La scoperta di sammy adoufal
La scoperta è stata fatta da Sammy Adoufal, un esperto di intelligenza artificiale. Adoufal stava investigando il protocollo di comunicazione del suo DJI Romo, con l'obiettivo di sviluppare un'applicazione per controllarlo tramite il controller di PlayStation. Per raggiungere questo scopo, ha utilizzato lo strumento di programmazione Claude Code per comprendere come il dispositivo si connetteva ai server della compagnia.

Accesso a server globali tramite credenziali valide
L'esame ha rivelato qualcosa di molto più ampio di quanto previsto. Ottenendo il token privato del suo aspirapolvere, il sistema gli ha fornito accesso a server globali, inclusi dispositivi situati in Stati Uniti, Europa e Cina. Adoufal ha spiegato a The Verge che non ha utilizzato tecniche di hacking avanzate o di forza bruta, ma semplicemente credenziali valide generate dal suo stesso dispositivo.

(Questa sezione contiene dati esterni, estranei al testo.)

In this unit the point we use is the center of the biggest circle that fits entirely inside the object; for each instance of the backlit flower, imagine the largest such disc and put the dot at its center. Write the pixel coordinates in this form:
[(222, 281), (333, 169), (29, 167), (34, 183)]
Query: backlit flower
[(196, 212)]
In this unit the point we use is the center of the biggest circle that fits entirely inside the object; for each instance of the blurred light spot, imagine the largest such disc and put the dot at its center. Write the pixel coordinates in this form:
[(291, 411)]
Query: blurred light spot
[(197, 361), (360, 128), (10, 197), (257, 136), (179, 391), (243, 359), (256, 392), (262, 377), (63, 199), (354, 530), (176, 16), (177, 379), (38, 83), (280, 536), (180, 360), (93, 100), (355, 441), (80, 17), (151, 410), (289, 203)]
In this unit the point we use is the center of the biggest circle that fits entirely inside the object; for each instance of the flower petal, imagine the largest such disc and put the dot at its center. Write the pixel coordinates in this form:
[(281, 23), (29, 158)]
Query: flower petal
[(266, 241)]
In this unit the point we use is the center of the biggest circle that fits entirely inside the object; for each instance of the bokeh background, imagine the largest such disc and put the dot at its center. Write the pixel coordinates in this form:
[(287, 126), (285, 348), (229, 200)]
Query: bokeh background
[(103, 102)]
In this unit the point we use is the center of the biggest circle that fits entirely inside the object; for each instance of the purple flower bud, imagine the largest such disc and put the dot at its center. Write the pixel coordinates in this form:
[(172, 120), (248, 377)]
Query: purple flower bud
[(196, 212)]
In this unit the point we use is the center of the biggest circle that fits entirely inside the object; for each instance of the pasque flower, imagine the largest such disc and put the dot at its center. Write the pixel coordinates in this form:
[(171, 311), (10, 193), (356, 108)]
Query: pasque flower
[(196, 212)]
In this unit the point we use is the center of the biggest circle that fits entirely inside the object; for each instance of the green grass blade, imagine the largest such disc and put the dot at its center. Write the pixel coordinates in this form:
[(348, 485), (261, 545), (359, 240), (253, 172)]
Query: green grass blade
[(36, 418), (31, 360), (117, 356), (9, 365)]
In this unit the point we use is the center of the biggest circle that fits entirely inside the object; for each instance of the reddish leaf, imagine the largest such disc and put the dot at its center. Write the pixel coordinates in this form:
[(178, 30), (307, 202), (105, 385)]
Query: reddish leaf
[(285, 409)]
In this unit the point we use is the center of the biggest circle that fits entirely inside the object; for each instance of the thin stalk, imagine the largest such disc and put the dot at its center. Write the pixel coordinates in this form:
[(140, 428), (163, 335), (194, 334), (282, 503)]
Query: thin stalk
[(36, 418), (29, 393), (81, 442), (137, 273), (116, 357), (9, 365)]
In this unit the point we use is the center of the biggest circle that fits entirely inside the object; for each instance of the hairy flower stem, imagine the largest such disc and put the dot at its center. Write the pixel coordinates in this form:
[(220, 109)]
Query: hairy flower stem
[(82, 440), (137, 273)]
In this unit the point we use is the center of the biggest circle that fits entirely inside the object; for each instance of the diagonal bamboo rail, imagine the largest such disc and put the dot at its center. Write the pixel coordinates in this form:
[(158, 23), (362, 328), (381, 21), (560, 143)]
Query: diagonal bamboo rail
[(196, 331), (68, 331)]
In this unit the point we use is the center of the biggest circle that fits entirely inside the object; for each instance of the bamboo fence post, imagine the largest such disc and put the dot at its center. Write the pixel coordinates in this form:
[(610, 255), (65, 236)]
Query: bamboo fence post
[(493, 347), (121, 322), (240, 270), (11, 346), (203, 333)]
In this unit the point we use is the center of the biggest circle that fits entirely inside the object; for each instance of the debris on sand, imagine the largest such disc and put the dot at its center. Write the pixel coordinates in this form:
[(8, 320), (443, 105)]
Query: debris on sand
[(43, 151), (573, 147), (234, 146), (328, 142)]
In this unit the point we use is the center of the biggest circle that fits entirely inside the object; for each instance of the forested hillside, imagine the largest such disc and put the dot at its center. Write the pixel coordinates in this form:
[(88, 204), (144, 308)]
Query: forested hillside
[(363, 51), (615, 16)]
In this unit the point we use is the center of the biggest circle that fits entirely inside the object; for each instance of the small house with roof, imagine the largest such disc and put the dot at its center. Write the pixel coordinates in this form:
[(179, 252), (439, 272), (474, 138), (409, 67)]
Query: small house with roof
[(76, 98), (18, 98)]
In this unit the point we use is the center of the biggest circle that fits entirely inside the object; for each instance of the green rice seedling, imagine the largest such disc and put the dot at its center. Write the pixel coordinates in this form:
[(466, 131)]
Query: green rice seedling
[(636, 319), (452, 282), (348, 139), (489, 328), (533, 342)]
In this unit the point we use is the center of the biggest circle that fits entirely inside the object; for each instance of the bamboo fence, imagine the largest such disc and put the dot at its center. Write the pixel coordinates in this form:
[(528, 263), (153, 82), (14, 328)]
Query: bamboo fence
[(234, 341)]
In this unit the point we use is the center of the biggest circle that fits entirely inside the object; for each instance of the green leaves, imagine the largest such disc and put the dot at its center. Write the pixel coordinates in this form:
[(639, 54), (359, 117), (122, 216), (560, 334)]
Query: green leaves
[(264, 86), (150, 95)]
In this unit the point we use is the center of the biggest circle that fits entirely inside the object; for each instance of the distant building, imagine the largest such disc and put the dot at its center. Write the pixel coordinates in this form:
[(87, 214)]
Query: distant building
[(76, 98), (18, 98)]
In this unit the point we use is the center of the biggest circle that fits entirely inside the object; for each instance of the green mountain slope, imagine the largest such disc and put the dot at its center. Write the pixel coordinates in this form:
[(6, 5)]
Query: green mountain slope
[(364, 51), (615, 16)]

Vulnerabilità nell'archiviazione dei dati
Il problema non risiedeva nel cifraggio delle comunicazioni, ma nel modo in cui i dati venivano archiviati sui server. Sembrava che i dati fossero memorizzati in testo palese, facilmente accessibili se si ottenevano le credenziali corrette. Questa vulnerabilità permetteva di consultare planimetrie dettagliate delle abitazioni generate dal sistema di mappatura, accedere alla trasmissione in diretta della telecamera e del microfono integrati, e controllare a distanza i robot compromessi.
La risposta di dji e le future sfide
L'ingegnere ha prontamente informato l'azienda per consentirle di correggere la vulnerabilità. Successivamente, DJI ha rilasciato aggiornamenti per risolvere il problema, senza richiedere alcuna azione da parte degli utenti. Tuttavia, Adoufal sottolinea che persistono alcune questioni aperte, come la possibilità di visualizzare la telecamera senza l'inserimento di un PIN di sicurezza.

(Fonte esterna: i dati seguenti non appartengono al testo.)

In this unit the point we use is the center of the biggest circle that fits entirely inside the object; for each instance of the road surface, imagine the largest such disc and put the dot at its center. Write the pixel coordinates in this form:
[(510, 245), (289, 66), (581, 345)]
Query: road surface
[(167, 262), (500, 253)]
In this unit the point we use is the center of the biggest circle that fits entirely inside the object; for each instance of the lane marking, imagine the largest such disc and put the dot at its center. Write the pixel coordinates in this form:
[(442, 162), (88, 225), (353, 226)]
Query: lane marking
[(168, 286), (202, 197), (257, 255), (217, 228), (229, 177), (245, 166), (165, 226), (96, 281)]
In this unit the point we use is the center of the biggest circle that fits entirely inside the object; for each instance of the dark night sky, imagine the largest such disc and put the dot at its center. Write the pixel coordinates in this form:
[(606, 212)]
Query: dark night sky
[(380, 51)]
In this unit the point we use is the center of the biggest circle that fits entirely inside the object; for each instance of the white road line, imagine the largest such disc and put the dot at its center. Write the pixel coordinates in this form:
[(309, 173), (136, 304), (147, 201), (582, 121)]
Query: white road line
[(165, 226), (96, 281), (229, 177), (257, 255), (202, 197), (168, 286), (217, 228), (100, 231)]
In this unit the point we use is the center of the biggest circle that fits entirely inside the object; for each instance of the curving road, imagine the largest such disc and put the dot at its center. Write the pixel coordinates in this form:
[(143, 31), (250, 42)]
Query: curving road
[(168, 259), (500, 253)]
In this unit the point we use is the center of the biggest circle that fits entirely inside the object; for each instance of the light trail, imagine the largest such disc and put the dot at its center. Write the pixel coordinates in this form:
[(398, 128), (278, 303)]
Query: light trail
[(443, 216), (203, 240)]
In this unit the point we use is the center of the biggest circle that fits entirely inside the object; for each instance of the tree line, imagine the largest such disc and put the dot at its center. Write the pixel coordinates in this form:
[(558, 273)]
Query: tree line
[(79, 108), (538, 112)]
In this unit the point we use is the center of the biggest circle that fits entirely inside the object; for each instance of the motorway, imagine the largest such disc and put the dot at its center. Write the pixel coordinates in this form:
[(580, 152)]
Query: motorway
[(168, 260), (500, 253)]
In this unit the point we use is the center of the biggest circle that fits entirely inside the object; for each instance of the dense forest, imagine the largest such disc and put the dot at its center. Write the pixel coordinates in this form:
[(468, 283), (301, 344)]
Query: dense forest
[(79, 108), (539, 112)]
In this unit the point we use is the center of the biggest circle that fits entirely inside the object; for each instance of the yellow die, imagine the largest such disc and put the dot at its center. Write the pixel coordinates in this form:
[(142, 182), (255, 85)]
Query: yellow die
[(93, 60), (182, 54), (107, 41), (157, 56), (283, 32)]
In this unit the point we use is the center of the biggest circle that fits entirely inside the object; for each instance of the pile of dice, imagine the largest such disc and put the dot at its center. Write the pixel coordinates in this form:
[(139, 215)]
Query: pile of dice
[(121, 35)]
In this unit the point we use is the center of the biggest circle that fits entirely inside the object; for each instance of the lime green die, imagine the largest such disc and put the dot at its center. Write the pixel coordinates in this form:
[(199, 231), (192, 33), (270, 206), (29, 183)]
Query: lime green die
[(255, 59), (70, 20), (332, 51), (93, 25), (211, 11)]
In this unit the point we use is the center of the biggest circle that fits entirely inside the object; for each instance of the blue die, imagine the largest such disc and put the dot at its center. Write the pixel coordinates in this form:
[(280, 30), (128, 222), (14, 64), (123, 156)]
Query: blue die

Il rischio crescente dei dispositivi iot
Questo caso riapre il dibattito sui rischi associati ai dispositivi IoT (Internet of Things) presenti nelle nostre case. Sebbene offrano comodità e automazione, possono rappresentare una porta di accesso a dati estremamente sensibili. La sicurezza dei dispositivi connessi deve essere una priorità assoluta per garantire la privacy e la protezione dei nostri dati personali.
Cosa fare per proteggersi
Anche se DJI ha rilasciato gli aggiornamenti, è importante adottare alcune misure di sicurezza aggiuntive:
- Aggiornare regolarmente il firmware dei dispositivi IoT.
- Utilizzare password complesse e uniche per ogni dispositivo.
- Abilitare l'autenticazione a due fattori, quando disponibile.
- Monitorare attentamente l'attività dei dispositivi connessi.